The craftsman market uses the brighter end of the palette, flexible compositions, and a more casual voice. Price tags, vendor signs, tote bags, aprons, and stall markers support the craftspeople working on site while giving the market the energy of a year-round farmers market and community gathering space.
The restaurant and patio apply the same system to a relaxed coastal dining experience centered on local seafood, small plates, and cocktails.
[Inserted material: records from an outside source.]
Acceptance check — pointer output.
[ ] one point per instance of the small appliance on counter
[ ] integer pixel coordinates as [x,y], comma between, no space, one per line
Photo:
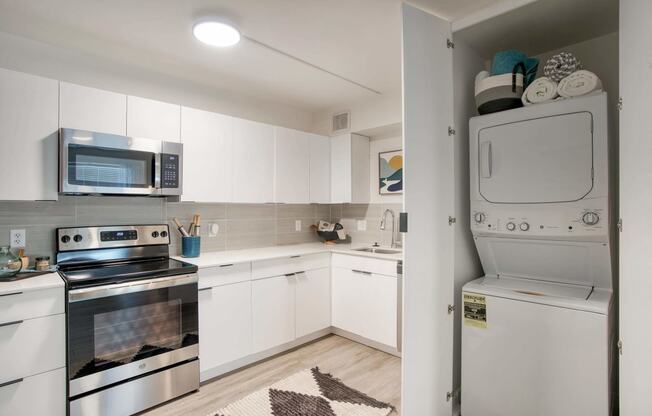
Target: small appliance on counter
[132,321]
[100,163]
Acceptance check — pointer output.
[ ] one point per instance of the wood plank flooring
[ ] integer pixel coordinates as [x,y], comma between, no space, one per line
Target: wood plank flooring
[373,372]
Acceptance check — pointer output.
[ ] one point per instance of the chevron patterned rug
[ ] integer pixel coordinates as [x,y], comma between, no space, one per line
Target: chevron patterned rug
[307,393]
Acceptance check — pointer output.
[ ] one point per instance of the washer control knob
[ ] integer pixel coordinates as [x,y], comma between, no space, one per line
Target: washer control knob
[590,218]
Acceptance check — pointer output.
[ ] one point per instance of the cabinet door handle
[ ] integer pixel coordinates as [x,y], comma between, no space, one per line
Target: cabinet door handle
[9,383]
[11,323]
[12,294]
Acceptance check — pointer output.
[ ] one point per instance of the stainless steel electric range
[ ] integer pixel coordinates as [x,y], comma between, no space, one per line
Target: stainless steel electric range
[132,319]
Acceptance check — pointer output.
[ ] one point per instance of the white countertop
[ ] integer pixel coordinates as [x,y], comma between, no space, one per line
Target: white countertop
[218,258]
[45,281]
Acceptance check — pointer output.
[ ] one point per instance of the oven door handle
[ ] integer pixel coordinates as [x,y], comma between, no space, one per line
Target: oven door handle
[96,292]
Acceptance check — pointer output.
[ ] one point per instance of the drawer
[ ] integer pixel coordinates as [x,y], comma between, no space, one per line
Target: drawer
[32,346]
[25,305]
[224,275]
[278,267]
[42,394]
[366,264]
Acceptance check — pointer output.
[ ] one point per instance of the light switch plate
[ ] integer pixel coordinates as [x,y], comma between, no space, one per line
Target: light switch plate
[17,238]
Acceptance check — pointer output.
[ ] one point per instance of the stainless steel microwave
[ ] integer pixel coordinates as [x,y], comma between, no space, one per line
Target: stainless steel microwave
[100,163]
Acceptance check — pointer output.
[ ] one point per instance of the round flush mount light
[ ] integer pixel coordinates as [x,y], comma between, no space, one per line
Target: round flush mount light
[216,33]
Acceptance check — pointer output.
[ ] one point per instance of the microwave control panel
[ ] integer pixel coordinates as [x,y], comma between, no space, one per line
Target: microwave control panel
[169,170]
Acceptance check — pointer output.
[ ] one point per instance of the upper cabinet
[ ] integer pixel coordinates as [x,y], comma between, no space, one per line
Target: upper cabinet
[320,169]
[292,166]
[350,169]
[91,109]
[253,161]
[153,119]
[29,120]
[207,151]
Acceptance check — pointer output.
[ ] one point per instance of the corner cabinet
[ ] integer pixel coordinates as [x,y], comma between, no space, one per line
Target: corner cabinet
[253,161]
[350,182]
[30,120]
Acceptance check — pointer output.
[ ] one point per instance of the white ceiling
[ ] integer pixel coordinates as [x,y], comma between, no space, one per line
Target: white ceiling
[357,39]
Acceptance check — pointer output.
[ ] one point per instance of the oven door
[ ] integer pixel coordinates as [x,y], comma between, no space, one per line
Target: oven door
[117,332]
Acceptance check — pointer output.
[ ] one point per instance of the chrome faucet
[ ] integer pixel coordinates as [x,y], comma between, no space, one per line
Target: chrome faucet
[383,222]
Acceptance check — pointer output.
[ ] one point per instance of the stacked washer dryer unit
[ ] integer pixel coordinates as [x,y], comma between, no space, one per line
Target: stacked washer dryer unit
[537,333]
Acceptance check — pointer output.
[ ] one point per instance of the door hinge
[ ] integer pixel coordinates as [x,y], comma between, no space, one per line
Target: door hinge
[451,394]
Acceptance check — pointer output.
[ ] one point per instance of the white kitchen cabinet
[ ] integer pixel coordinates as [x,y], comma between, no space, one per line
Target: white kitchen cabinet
[153,119]
[253,161]
[29,119]
[292,180]
[273,305]
[365,304]
[350,169]
[207,152]
[313,301]
[92,109]
[225,324]
[320,169]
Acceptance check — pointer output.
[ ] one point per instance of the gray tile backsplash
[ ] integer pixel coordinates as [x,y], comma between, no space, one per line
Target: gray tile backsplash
[240,225]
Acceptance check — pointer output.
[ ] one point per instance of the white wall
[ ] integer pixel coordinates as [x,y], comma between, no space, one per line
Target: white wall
[376,146]
[26,55]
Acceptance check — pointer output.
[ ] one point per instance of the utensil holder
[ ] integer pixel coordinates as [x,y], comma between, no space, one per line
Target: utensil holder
[190,246]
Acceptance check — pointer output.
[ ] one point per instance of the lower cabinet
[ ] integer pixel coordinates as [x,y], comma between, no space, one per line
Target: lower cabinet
[313,301]
[225,324]
[273,305]
[365,304]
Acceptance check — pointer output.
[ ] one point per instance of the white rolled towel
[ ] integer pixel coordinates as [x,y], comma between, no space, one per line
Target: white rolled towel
[578,83]
[540,90]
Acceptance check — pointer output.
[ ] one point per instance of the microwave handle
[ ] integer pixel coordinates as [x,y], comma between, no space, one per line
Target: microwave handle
[157,170]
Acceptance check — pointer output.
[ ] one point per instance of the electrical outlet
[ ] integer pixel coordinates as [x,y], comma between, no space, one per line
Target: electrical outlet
[17,238]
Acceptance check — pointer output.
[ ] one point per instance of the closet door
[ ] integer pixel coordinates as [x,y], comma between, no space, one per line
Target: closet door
[635,203]
[429,198]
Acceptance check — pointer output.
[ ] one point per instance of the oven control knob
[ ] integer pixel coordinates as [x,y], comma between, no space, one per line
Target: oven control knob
[590,218]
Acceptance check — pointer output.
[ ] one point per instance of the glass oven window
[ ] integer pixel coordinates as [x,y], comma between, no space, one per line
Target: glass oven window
[99,166]
[110,331]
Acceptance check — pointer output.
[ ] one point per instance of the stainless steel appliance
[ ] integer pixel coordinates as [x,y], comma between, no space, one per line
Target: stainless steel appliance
[99,163]
[132,321]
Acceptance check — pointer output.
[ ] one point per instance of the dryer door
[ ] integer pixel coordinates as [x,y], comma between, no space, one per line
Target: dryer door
[541,160]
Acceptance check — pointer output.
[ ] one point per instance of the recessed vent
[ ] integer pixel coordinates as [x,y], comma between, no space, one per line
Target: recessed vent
[341,122]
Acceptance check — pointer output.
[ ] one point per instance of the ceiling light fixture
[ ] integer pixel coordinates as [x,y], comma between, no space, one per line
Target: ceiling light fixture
[216,33]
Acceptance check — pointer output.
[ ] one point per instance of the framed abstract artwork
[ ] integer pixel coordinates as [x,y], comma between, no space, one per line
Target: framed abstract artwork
[390,172]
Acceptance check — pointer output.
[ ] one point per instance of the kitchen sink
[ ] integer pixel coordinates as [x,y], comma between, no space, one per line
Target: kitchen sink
[378,250]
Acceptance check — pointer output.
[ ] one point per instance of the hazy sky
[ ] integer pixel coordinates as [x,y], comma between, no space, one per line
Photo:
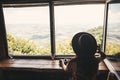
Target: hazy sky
[78,14]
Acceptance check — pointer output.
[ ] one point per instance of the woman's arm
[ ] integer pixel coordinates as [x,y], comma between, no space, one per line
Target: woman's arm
[102,54]
[61,63]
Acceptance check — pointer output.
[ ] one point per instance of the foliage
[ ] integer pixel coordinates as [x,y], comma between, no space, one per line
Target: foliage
[112,48]
[19,46]
[97,32]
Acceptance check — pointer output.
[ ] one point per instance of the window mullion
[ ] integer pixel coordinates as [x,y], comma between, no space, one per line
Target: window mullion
[52,28]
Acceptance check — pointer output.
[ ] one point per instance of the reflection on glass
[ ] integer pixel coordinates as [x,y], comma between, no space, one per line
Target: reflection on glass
[113,33]
[70,20]
[28,30]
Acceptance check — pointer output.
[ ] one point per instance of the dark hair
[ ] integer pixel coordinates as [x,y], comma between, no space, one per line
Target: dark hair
[84,43]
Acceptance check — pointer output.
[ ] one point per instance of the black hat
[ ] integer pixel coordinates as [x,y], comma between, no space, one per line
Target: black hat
[84,43]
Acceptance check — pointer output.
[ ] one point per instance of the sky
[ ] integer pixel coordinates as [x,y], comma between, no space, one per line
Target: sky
[77,14]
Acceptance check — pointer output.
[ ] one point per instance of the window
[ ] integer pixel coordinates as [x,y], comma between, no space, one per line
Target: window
[113,30]
[28,30]
[72,19]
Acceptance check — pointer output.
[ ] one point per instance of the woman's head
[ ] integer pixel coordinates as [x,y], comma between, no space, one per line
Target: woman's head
[84,43]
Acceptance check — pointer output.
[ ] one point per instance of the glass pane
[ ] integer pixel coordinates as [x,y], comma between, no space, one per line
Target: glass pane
[28,30]
[72,19]
[113,33]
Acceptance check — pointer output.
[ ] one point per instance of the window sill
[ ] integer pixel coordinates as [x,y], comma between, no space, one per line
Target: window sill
[36,65]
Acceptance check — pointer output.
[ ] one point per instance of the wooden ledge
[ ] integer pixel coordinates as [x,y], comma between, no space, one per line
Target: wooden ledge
[36,65]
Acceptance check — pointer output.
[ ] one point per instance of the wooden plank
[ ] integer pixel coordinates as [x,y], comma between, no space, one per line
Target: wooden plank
[36,64]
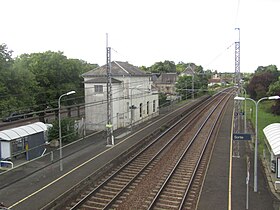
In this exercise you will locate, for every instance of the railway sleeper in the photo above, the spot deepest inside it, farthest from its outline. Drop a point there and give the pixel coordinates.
(161, 206)
(115, 184)
(180, 183)
(111, 189)
(100, 199)
(105, 195)
(172, 197)
(172, 193)
(176, 187)
(168, 201)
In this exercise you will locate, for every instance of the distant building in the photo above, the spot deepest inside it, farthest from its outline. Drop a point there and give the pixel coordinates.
(188, 71)
(23, 142)
(165, 83)
(215, 80)
(131, 87)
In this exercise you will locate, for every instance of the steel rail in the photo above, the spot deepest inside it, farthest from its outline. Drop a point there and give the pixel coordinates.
(85, 198)
(153, 203)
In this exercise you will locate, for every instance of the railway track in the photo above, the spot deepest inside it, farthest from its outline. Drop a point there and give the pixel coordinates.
(166, 174)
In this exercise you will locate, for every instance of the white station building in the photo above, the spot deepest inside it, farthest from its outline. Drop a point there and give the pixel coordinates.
(131, 87)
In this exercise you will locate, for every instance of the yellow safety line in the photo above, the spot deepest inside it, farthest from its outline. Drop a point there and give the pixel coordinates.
(74, 169)
(230, 163)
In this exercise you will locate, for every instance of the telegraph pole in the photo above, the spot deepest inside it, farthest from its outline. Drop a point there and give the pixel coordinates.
(237, 59)
(109, 125)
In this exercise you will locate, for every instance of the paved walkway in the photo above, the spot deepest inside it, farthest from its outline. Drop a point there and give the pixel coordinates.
(217, 194)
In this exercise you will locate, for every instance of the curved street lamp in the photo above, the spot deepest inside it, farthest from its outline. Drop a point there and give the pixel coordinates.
(59, 128)
(256, 134)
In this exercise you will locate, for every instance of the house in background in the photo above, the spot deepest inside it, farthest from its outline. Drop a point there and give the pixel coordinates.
(215, 80)
(25, 141)
(165, 83)
(131, 87)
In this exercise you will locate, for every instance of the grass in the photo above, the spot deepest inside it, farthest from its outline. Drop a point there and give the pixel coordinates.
(265, 118)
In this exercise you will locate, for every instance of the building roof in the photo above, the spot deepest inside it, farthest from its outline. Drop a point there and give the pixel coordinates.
(272, 134)
(167, 78)
(22, 131)
(102, 80)
(118, 68)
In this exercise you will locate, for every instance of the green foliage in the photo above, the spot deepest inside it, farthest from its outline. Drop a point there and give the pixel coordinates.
(163, 67)
(274, 90)
(265, 117)
(183, 83)
(258, 86)
(35, 81)
(68, 132)
(162, 99)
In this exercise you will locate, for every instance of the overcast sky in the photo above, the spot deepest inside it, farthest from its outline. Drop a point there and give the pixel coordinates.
(147, 31)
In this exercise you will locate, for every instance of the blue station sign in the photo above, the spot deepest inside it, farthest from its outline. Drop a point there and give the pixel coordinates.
(241, 136)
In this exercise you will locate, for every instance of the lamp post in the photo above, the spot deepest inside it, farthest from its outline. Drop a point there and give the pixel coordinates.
(256, 134)
(131, 107)
(245, 123)
(59, 128)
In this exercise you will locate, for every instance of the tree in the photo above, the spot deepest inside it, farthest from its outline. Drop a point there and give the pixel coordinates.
(183, 84)
(163, 67)
(274, 89)
(260, 82)
(6, 63)
(68, 132)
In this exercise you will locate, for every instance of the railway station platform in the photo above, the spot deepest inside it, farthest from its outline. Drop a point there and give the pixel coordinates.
(225, 183)
(220, 191)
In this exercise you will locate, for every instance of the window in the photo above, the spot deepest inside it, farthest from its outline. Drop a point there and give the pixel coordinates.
(98, 88)
(140, 110)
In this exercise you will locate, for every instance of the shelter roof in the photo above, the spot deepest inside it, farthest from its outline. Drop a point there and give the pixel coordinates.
(167, 78)
(272, 134)
(102, 80)
(22, 131)
(118, 68)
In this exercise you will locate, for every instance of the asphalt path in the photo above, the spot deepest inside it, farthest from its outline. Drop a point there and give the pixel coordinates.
(44, 186)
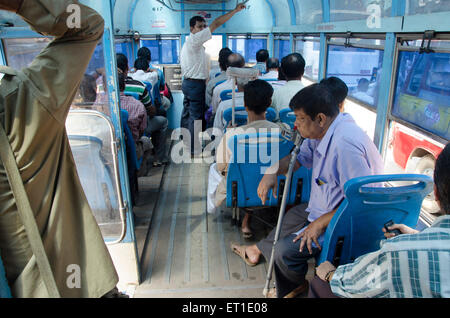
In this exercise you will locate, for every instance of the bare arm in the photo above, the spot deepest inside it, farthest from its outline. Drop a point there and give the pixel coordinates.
(224, 18)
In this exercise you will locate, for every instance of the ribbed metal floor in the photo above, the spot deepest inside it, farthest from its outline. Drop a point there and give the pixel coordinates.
(187, 252)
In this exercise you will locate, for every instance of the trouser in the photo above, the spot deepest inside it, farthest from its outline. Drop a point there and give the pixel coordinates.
(320, 289)
(290, 266)
(193, 110)
(157, 128)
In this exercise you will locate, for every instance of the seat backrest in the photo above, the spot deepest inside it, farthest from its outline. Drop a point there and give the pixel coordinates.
(5, 291)
(356, 227)
(252, 154)
(135, 163)
(241, 116)
(287, 116)
(226, 94)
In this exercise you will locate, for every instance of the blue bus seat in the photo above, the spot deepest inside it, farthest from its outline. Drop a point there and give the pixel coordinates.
(287, 116)
(5, 291)
(245, 173)
(241, 115)
(226, 94)
(356, 227)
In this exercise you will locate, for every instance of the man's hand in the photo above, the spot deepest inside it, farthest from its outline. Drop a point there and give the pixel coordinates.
(323, 269)
(10, 5)
(402, 228)
(240, 7)
(269, 181)
(309, 235)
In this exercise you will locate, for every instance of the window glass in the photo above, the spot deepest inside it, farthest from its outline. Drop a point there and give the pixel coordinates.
(20, 52)
(359, 68)
(311, 53)
(345, 10)
(282, 48)
(422, 91)
(426, 6)
(247, 47)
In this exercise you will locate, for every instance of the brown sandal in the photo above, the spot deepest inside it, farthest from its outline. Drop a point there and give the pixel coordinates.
(240, 250)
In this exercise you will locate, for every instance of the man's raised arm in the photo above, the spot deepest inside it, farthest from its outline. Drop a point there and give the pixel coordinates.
(224, 18)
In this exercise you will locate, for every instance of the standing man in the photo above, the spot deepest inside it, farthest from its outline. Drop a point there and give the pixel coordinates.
(194, 68)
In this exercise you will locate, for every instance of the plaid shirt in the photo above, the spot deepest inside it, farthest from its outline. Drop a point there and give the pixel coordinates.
(411, 266)
(137, 116)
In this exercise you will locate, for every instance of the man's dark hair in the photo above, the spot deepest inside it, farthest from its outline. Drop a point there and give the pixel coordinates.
(145, 53)
(442, 179)
(273, 62)
(121, 79)
(236, 60)
(223, 58)
(122, 61)
(262, 55)
(313, 100)
(337, 87)
(293, 66)
(193, 21)
(258, 96)
(141, 64)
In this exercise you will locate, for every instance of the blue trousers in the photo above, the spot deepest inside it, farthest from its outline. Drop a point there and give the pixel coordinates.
(194, 108)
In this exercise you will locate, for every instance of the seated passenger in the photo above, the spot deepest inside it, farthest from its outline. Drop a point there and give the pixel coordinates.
(338, 150)
(293, 67)
(234, 60)
(156, 125)
(219, 121)
(257, 98)
(137, 116)
(261, 58)
(143, 72)
(272, 66)
(223, 63)
(338, 89)
(420, 257)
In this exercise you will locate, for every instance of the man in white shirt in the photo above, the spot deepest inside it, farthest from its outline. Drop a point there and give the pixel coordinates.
(194, 69)
(293, 67)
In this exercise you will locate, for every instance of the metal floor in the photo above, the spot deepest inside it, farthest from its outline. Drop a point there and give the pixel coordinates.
(187, 252)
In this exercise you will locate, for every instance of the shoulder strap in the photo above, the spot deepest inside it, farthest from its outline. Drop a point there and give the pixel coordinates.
(26, 214)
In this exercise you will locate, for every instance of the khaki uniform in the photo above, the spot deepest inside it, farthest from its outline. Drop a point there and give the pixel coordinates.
(34, 104)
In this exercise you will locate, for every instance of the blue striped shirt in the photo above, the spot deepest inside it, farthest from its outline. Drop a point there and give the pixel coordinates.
(406, 266)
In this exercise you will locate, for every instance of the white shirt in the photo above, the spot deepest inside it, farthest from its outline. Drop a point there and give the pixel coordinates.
(140, 75)
(194, 61)
(215, 100)
(219, 122)
(282, 96)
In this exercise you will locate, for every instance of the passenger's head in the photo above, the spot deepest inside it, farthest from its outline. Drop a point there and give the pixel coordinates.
(145, 53)
(363, 85)
(236, 60)
(121, 79)
(141, 64)
(197, 24)
(442, 180)
(223, 58)
(338, 89)
(293, 66)
(272, 63)
(262, 55)
(122, 62)
(258, 96)
(315, 109)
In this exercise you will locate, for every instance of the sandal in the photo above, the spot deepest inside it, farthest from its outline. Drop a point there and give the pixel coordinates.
(240, 250)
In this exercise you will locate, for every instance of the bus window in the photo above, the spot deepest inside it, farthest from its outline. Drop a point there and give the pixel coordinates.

A flexible single-page menu allows daily specials and seasonal offerings to change without disrupting the identity. Evening dining materials shift into the deeper Low Country Gold palette, creating a more intimate register while preserving continuity across The Sweetgrass Boutique Hotel.
Accessible Wayfinding
Problem
ADA standards establish the baseline for permanent hotel signage, including tactile lettering, Grade 2 Braille, strong contrast, matte finishes, readable type, consistent placement, and unobstructed access. These requirements support navigation, but they do not fully shape how a space is experienced or remembered.
Solution
The Sweetgrass Boutique Hotel builds on that foundation with a secondary layer of scent, sound, and material cues. These elements reinforce each zone through changes in fragrance, acoustics, and footfeel, creating a more visceral wayfinding experience that helps guests remember not only where they are, but how the space felt.